Editing Pipelines#


Editing Pipelines in the Platform SDK follows the structure and conventions that you’re already familiar with in the UI, while offering an extensible, programmatic interaction with pipeline objects.

For more details on Pipeline interaction and usage in the UI, refer to the StreamSets Platform Documentation for pipelines.

Hint

All of the examples below have focused on stages for SDC pipelines, however streamsets.sdk.sch_models.SchStStage instances could be swapped into these examples for Transformer pipelines without issue.

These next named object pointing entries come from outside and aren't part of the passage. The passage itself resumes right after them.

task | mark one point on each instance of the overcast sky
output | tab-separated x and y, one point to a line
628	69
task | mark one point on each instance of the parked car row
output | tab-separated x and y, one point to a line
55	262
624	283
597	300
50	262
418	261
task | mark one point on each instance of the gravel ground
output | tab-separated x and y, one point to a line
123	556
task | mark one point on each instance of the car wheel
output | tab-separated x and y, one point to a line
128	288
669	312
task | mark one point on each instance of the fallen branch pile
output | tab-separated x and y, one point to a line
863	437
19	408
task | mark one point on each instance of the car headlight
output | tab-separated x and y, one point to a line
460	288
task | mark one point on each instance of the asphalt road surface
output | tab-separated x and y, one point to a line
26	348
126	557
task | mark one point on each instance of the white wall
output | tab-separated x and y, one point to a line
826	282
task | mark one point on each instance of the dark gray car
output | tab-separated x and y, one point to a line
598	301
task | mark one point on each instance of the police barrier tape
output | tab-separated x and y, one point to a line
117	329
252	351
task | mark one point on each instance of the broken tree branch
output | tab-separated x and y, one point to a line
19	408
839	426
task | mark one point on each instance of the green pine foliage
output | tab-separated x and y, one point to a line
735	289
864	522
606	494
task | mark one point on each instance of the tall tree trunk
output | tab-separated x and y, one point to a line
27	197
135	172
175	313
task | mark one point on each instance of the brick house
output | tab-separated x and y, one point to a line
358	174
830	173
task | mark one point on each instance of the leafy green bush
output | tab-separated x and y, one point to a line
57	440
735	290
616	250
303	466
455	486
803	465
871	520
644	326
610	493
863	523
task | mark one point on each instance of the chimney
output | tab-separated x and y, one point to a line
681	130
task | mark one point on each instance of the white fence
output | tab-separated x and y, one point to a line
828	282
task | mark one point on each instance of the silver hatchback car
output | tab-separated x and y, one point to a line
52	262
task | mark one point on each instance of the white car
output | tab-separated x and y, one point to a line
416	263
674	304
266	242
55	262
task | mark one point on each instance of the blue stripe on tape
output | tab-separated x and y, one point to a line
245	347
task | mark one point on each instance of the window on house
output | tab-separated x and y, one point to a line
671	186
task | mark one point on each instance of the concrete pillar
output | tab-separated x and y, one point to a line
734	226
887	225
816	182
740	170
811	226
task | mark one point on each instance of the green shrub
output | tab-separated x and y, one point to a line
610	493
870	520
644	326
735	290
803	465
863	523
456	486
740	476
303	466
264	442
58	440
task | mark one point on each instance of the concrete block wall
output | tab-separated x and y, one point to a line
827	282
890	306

Retrieving An Existing Pipeline#

In the Pipeline UI, you can see your existing Pipelines, and click into them as necessary, seen below

../_images/existing_pipelines.png


The streamsets.sdk.ControlHub.pipelines attribute can be used to retrieve all your Pipelines. This attribute returns a streamsets.sdk.utils.SeekableList of streamsets.sdk.sch_models.Pipeline objects:

sch.pipelines

Alternatively, you can retrieve specific pipelines by specifying pipeline_id, name, version, or commit_id to filter the pipeline results when calling the streamsets.sdk.utils.SeekableList.get() or streamsets.sdk.utils.SeekableList.get_all() methods:

pipeline = sch.pipelines.get(name='Test Pipeline')
all_version_1_pipelines = sch.pipelines.get_all(version='1')

pipeline
all_version_1_pipelines

Output:

# pipeline
<Pipeline (pipeline_id=5b67c7dc-729b-43cc-bee7-072d3feb184b:admin, commit_id=491cf010-da8c-4e63-9918-3f5ef3b182f6:admin, name=Test Pipeline, version=1)>

# all_version_1_pipelines
[<Pipeline (pipeline_id=88d58863-7e8b-4831-a929-8c56db629483:admin,
            commit_id=600a7709-6a13-4e9b-b4cf-6780f057680a:admin,
            name=Test Pipeline,
            version=1)>,
 <Pipeline (pipeline_id=5b67c7dc-729b-43cc-bee7-072d3feb184b:admin,
            commit_id=491cf010-da8c-4e63-9918-3f5ef3b182f6:admin,
            name=Test Pipeline 2,
            version=1)>]

Adding Stages To An Existing Pipeline#

Once the pipeline is created, you can add stages to it using the Pipeline Canvas UI, seen below:

../_images/stages_unconnected.png


To add stages to an existing pipeline using the SDK, utilize the streamsets.sdk.sch_models.Pipeline.add_stage() method - see the API reference for this method for details on the arguments this method accepts.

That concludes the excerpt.